5. A music score intelligent video-song system based on speech synthesis, the system comprising:

6. The system of claim 5, wherein the data preparation module further comprises: each note setting comprises three parts of duration, note and pitch, 1/8 beats are selected in the unit with the shortest duration, the duration of the note is 1/8, 1/4, 3/8, 1/2, 3/4 and 1 beat, the range of the note is f 3-f #5, the data is that because the human voice data is difficult to collect, audio is synthesized by using vocaloloid software to replace human voice, the half-tone decreasing is represented by the half-tone increasing of the half-tone decreasing, and all the tones represented by the black keys are uniformly represented by the half-tone increasing in order to mark accurately.

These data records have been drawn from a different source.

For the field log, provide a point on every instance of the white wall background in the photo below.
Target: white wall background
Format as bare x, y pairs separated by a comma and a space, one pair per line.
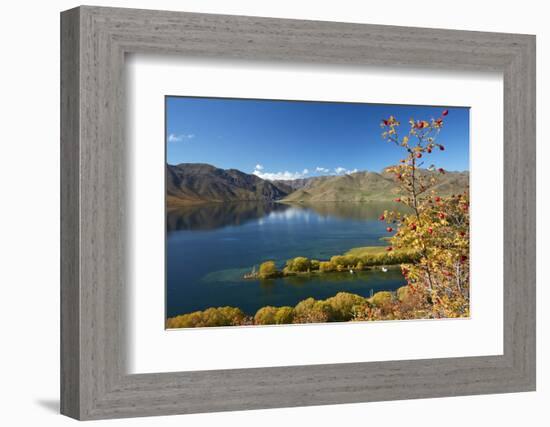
29, 214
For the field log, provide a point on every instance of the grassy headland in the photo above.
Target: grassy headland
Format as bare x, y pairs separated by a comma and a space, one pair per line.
356, 259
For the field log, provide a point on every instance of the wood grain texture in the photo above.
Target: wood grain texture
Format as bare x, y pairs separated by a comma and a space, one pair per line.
95, 383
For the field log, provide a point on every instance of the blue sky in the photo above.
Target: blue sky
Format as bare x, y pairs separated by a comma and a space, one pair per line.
294, 139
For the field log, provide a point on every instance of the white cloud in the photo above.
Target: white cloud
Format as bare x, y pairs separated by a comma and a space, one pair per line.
180, 137
343, 171
276, 176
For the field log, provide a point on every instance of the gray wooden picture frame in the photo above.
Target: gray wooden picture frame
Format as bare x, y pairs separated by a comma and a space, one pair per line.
94, 382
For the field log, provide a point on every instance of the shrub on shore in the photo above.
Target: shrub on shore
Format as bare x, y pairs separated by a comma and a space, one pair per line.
220, 316
267, 269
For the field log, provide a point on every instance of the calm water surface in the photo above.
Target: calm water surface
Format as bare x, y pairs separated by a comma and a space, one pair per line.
210, 247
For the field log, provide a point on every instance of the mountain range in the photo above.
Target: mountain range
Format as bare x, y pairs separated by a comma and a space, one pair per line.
193, 183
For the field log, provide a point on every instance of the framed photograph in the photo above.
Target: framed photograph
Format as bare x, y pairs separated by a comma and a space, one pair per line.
262, 213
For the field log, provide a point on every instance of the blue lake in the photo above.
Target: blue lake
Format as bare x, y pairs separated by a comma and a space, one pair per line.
210, 248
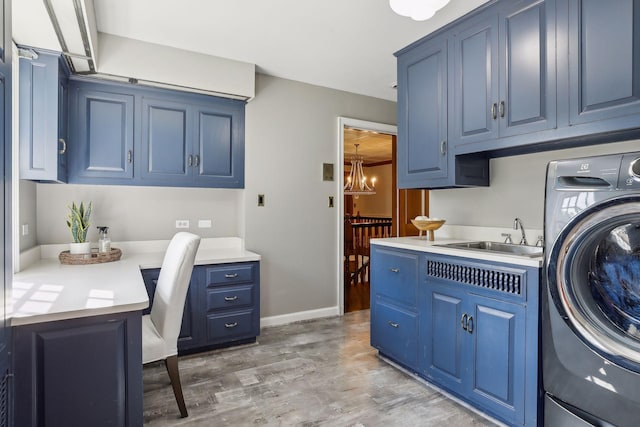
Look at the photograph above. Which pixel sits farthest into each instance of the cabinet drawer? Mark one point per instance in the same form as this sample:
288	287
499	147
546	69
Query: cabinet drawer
395	275
229	274
223	327
394	332
229	297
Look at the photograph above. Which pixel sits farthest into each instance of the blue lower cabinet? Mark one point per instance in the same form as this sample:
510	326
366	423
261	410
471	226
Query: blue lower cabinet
394	331
80	372
222	306
474	329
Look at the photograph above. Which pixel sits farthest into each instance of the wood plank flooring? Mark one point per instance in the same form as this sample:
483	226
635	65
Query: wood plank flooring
314	373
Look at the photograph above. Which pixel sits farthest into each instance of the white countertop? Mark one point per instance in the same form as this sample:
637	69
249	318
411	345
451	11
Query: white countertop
423	245
47	290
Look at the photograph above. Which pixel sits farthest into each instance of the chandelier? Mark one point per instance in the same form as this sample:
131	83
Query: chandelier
356	184
418	10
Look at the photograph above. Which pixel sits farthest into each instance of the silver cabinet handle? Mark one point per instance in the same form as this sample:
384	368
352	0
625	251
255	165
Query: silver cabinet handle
64	146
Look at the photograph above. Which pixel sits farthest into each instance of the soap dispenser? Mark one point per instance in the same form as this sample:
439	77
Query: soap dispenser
104	243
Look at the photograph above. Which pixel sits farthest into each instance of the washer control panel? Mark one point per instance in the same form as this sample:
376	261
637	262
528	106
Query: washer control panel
629	178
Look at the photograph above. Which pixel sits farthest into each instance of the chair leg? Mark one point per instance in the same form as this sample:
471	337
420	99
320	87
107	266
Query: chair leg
171	363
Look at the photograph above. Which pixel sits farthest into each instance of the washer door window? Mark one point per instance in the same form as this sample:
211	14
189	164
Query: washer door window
595	279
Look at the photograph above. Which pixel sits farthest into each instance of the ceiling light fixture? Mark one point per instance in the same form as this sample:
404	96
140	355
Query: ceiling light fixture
418	10
356	184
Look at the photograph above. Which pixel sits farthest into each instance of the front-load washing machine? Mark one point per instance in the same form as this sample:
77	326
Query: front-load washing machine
591	299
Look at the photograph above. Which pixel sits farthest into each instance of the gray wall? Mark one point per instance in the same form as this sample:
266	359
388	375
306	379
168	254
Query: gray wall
135	213
291	129
517	189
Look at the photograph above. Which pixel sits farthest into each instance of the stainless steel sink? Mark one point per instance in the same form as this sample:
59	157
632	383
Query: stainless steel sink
498	247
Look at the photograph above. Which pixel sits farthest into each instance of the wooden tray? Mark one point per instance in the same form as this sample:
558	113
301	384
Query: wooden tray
93	258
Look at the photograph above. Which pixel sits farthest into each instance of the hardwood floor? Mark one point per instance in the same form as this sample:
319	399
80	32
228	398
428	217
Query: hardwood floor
357	297
314	373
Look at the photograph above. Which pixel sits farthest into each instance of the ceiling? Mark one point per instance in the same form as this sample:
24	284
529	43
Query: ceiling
341	44
374	147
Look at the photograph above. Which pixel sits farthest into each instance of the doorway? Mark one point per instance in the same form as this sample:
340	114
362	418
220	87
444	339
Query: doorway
377	146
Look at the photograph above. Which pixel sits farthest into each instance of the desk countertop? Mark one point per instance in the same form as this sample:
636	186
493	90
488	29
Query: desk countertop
47	290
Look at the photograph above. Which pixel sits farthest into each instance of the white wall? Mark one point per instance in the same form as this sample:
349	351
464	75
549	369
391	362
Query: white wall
135	213
291	129
517	189
380	203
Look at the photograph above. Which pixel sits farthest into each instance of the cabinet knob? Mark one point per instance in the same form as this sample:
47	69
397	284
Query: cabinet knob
63	148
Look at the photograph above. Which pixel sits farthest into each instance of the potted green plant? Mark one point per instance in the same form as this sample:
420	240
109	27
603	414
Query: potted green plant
78	223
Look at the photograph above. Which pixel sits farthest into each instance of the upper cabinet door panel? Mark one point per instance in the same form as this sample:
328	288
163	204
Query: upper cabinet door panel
165	140
476	82
604	59
215	145
528	89
104	134
422	114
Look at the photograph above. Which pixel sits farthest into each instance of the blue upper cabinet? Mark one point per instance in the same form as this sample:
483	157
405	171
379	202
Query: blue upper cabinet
504	67
166	138
102	134
422	113
604	62
43	117
133	135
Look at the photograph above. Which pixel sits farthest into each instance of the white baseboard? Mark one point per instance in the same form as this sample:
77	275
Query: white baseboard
284	319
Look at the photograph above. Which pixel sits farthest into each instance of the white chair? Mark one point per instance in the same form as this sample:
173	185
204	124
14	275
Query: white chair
161	327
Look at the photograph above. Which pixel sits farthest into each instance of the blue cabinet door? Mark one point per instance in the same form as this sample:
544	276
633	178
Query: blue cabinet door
43	114
166	141
475	83
527	47
495	346
218	147
102	134
442	353
604	60
422	114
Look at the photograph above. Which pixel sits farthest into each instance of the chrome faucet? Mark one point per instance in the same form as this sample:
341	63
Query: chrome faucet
518	223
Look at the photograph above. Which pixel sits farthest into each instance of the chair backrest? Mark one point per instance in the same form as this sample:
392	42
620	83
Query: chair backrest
173	283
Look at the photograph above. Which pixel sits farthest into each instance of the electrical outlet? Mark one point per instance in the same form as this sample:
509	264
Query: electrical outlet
182	223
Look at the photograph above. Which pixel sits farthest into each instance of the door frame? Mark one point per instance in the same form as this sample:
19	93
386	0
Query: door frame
344	122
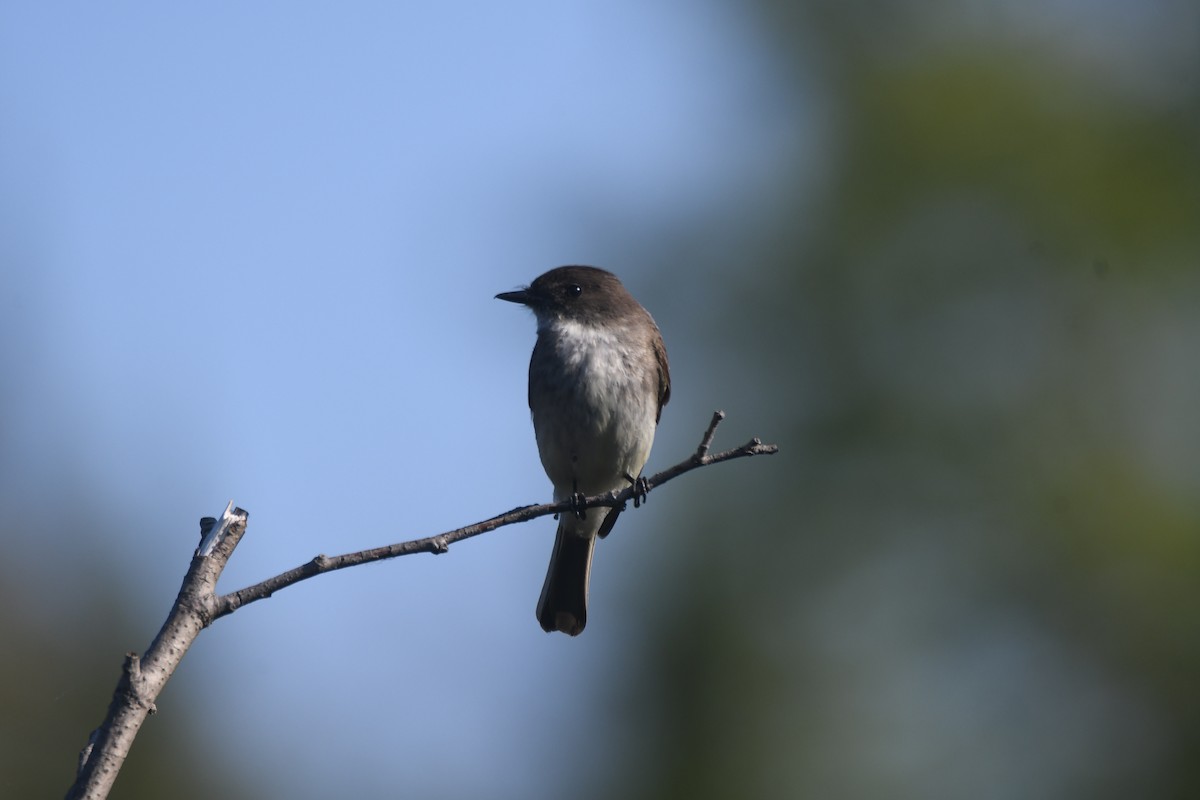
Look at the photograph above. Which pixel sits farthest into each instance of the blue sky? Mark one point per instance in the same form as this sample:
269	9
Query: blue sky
255	247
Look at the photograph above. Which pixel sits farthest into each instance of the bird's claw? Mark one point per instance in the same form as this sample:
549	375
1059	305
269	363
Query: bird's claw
579	505
641	488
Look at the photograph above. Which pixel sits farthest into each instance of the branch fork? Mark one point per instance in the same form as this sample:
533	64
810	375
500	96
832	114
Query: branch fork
198	603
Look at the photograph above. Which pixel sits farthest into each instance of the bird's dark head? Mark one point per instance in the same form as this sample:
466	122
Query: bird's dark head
585	294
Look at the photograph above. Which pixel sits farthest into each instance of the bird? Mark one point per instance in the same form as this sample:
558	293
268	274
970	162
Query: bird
598	382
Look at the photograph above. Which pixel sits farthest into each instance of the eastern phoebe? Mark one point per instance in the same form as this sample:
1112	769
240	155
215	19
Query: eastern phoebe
598	383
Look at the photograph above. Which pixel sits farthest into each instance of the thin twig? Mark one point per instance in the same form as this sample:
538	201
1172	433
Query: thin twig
442	542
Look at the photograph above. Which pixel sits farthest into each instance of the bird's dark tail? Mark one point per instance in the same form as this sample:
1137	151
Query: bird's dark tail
563	605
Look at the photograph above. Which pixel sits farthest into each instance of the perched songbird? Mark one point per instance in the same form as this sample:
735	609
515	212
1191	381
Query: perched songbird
598	383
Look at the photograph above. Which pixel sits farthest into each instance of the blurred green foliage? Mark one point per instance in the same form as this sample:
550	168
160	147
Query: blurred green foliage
973	569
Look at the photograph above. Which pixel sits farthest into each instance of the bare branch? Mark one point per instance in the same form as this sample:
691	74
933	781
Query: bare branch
198	605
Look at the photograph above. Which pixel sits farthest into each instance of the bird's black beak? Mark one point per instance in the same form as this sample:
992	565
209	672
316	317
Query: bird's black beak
521	296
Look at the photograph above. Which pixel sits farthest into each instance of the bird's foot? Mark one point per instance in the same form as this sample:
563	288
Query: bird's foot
579	505
641	488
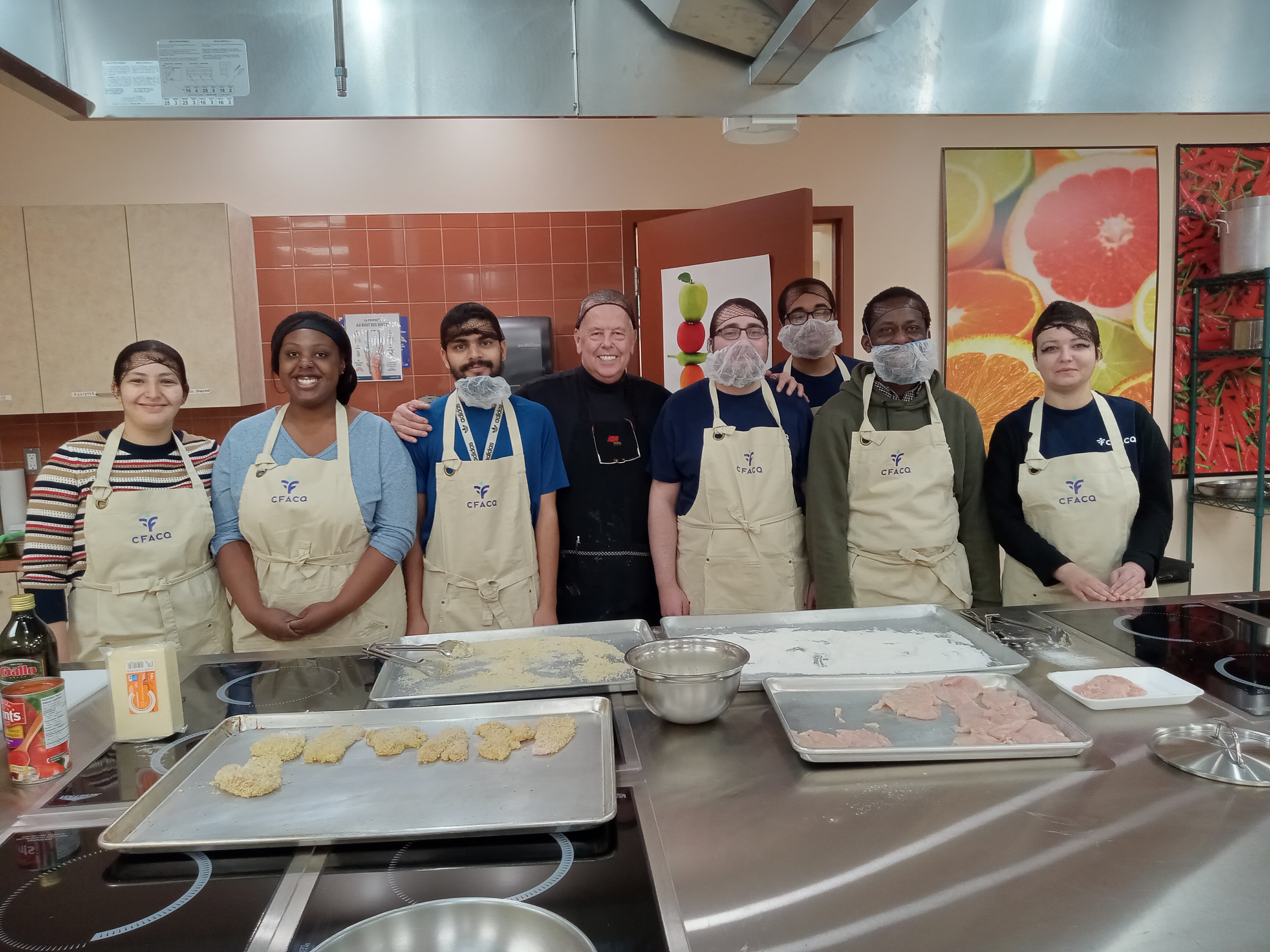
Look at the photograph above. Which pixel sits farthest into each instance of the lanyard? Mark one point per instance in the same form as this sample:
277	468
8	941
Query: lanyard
468	433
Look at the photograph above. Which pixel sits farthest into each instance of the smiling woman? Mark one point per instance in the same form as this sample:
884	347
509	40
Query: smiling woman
121	518
314	506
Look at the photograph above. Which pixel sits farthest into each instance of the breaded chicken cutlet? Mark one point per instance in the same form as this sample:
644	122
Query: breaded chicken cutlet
552	733
329	747
390	742
257	777
286	746
451	744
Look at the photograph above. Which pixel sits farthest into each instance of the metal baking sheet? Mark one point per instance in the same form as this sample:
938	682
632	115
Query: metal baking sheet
808	702
368	798
399	686
926	619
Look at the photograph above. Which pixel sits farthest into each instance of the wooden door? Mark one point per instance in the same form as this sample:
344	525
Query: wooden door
82	299
20	361
186	295
779	226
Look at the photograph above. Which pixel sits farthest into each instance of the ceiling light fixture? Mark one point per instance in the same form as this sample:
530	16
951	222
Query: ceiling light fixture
760	130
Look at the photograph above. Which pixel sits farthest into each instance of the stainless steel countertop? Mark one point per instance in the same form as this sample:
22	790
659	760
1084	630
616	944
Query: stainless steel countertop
752	850
1113	851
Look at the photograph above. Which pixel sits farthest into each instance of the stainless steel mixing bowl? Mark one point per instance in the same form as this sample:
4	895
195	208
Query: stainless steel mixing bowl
462	926
688	681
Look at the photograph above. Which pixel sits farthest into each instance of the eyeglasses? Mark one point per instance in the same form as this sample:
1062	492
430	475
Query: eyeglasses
733	333
821	314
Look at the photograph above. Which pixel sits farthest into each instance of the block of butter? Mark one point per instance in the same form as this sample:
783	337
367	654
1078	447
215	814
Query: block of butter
145	690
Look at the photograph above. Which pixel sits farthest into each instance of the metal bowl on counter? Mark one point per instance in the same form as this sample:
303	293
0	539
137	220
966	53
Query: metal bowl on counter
1239	488
688	681
462	926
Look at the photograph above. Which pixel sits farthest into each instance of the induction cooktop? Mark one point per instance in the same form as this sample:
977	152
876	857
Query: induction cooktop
211	694
1226	654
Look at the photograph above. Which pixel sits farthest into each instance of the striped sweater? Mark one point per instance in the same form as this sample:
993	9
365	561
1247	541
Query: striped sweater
54	557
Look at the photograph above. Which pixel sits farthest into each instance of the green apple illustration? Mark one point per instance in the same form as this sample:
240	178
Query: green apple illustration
693	299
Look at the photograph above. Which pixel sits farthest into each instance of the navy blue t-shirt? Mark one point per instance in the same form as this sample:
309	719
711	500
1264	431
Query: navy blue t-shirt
820	389
680	431
544	466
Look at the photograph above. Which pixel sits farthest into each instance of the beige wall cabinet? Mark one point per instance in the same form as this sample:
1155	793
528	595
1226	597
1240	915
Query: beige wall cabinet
20	361
82	296
194	286
106	276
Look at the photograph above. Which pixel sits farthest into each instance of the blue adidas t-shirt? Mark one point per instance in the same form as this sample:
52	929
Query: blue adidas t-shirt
544	466
676	451
820	389
1069	432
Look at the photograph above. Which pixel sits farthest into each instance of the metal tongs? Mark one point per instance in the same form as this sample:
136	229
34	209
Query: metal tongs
992	625
388	652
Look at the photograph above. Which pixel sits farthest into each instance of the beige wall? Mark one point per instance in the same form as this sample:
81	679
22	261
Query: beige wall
887	167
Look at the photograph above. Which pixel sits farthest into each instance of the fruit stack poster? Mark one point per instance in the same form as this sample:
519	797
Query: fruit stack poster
1030	226
1230	388
690	295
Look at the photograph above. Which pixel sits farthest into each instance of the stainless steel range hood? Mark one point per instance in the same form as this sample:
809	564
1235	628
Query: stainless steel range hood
618	58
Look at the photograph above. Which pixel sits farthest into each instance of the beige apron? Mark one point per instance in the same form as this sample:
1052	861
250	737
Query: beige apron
482	564
1084	506
741	545
905	520
846	376
150	574
308	535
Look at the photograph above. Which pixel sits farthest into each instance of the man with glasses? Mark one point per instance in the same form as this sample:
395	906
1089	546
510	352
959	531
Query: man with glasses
894	492
811	333
728	461
604	419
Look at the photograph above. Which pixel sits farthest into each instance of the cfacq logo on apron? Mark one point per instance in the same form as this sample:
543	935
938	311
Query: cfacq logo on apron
896	467
149	522
1075	485
482	502
289	493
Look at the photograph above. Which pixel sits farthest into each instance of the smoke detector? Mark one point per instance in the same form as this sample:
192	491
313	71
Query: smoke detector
760	130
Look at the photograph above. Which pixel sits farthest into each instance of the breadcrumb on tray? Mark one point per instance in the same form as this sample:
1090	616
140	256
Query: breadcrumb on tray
451	746
257	777
553	733
285	746
390	742
329	747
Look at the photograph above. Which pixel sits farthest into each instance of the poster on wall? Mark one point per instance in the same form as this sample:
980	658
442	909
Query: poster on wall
1230	390
380	344
691	294
1029	226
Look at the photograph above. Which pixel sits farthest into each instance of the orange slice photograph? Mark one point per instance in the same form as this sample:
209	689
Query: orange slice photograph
991	303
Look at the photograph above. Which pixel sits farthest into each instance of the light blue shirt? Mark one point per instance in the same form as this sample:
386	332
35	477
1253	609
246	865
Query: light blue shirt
383	478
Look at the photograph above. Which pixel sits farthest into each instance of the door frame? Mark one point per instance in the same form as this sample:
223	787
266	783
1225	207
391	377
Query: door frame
841	216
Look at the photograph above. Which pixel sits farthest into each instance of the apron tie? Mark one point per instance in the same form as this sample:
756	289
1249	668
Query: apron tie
939	563
488	590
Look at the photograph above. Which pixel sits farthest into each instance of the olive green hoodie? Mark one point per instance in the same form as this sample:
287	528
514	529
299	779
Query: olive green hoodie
829	511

7. The system of claim 5, wherein the training parameter module is further configured to:

8. The system of claim 5, wherein the synthesized audio splicing module specifically comprises:

9. A computer device comprising a memory, a processor and a computer program stored in the memory and executable on the processor, characterized in that the processor implements the method according to any of claims 1 to 4 when executing the computer program.

10. A computer-readable storage medium having stored thereon a computer program for: the computer program, when executed by a processor, implements the method of any one of claims 1-4.